Cvmfs_server mkfs from systemd unit

nmori · September 6, 2022, 2:24pm

I’m setting up a containerized publisher for my repository. The container starts systemd as PID 1, and in the Dockerfile I enable a unit calling a shell script which creates the repository for the publisher:

cvmfs_server mkfs -w https://my.cvmfs.s3.endpoint/cvmfs -s /s3_backend_config -u gw,/srv/cvmfs/my.repo/data/txn,https://my.cvmfs.gateway/api/v1 -o root my.repo

The script is then launched by systemd at container startup, and it executes with no error. But then I get:

# cvmfs_server list
my.repo (stratum0 / gw - unhealthy)  
# ls /cvmfs/my.repo
ls: reading directory /cvmfs/my.repo: Transport endpoint is not connected

If I disable the unit and launch the script manually from the container shell after boot then everything works. So I think it’s an issue of cvmfs_server mkfs being run by a systemd unit, probably related to FUSE since the Transport endpoint is not connected seems to be a FUSE error message. But I can’t figure out what might be wrong.

Here is how I launch the container:

docker run -it --rm --name tester --tmpfs /tmp --tmpfs /run --device /dev/fuse  --cap-add SYS_ADMIN --security-opt apparmor:unconfined -v /sys/fs/cgroup:/sys/fs/cgroup:rw -v cvmfs_temp:/var/spool/cvmfs
publisher:latest

and the systemd unit that launches the script:

[Unit]
Description=Execute entrypoint.sh

[Service]
Type=oneshot
User=root
ExecStart=/bin/bash -c /entrypoint.sh

[Install]
WantedBy=multi-user.target

Thanks in advance for any help.

nmori · September 6, 2022, 3:32pm

I forgot to mention one detail: there are some messages that appears in the unit status but not when launching the script manually:

Sep 06 15:29:17 152c2096ad05 cvmfs2[164]: (my.repo) looks like cvmfs has been crashed previously
Sep 06 15:29:17 152c2096ad05 cvmfs2[164]: (my.repo) re-building cache database
Sep 06 15:29:17 152c2096ad05 cvmfs2[164]: (my.repo) CernVM-FS: linking /var/spool/cvmfs/my.repo/rdonly to repository my.repo

Nevertheless, the execution of the script within the unit goes on and cvmfs_server mkfs exits with success.

jakob · September 9, 2022, 12:02pm

The “Transport endpoint not connected” error is a fuse crash. We would need to modify the /usr/bin/cvmfs_server script to get more information. You can try to edit that file and find the create_spool_area_for_new_repository() function, where you would end before the last chown command

echo CVMFS_DEBUGLOG=/tmp/cvmfs.log > $spool_dir/client.local

We should then find more information about why the fuse module crashes in /tmp/cvmfs.log.
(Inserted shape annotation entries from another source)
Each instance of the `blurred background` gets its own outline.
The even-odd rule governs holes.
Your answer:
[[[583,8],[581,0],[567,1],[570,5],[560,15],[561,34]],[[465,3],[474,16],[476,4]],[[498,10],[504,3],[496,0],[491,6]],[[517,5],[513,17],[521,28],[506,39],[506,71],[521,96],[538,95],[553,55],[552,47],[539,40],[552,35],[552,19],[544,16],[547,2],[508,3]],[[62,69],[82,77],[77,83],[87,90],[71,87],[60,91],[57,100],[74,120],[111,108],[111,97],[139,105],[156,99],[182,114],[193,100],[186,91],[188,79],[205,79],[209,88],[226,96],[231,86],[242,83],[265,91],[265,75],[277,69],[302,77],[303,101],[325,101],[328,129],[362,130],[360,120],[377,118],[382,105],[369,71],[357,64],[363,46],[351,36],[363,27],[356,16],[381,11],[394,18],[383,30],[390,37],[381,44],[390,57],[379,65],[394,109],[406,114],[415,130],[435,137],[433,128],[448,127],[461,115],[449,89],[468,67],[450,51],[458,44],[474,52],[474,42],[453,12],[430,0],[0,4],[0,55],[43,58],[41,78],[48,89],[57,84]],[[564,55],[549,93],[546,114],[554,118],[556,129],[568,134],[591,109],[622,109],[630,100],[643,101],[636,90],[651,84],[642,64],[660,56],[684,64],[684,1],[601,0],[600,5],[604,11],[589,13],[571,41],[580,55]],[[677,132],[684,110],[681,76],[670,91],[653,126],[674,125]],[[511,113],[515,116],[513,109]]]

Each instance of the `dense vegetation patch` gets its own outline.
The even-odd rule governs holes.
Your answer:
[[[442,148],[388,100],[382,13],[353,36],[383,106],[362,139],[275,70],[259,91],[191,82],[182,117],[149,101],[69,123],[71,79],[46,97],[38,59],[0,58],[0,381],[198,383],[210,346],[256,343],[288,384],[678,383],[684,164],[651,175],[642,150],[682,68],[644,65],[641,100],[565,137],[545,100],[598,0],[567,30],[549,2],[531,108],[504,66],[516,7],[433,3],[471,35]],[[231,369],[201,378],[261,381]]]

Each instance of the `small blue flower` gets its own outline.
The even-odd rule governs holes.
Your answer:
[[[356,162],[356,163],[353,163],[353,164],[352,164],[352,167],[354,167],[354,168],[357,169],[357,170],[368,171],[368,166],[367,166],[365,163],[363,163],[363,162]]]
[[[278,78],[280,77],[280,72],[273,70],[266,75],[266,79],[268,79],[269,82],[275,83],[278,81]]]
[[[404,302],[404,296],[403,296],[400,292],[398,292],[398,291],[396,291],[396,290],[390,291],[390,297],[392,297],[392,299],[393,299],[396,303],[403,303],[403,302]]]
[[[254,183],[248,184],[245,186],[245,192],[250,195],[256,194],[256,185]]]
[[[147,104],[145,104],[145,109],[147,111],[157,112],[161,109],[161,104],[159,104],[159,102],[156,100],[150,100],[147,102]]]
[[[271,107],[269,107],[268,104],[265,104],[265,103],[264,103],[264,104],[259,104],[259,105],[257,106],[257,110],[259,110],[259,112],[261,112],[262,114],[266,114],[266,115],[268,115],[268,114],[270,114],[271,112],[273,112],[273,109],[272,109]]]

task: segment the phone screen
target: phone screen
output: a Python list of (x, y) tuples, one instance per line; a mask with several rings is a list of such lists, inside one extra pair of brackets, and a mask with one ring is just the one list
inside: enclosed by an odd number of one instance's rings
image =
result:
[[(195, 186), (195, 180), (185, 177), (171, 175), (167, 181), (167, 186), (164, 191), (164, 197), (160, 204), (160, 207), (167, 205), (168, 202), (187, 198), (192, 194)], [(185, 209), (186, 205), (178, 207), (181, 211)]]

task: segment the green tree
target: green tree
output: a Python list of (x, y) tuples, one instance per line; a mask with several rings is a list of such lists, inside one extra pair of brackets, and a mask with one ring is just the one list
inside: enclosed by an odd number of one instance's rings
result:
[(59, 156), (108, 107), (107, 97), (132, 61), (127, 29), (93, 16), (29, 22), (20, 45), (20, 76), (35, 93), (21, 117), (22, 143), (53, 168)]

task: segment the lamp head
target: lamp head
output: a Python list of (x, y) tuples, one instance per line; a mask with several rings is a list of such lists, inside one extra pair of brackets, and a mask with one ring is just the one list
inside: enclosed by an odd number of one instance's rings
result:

nmori · September 12, 2022, 8:02am

This is how I modified the code:

  if [ x"$CVMFS_UNION_FS_TYPE" = x"overlayfs" ]; then
    mkdir -p $ofs_workdir || return 2
  fi
  echo CVMFS_DEBUGLOG=/tmp/cvmfs.log > $spool_dir/client.local
  chown -R $CVMFS_USER /cvmfs/$name/ $spool_dir/

and then started the unit, but I got no log file in /tmp, even if in /var/spool/cvmfs/my.repo/client.local I actually see the CVMFS_DEBUGLOG line.

nmori · September 12, 2022, 4:41pm

I found something interesting. If I modify the script adding cvmfs_server list and ls /cvmfs/my.repo/ after cvmfs_server mkfs then correct messages are printed in the unit status, showing a healthy repo and the correct content in the mounted folder. So it seems that FUSE works well during the unit execution but when the unit finishes its execution it stops working.

Edit: adding a sleep infinity at the end of the script to maintain the unit running then everything works. I guess this can be a reasonable workaround at least for my use case.

nmori · September 13, 2022, 7:03am

I think I solved the problem. The error is due to the fact that my unit is a oneshot service: this means that at the end of the execution of the script the unit terminates, killing all the children processes spawned by the script including cvmfs2. Changing the service type to forking keeps the unit running and cvmfs2 alive, so that the mounted repo remains accessible.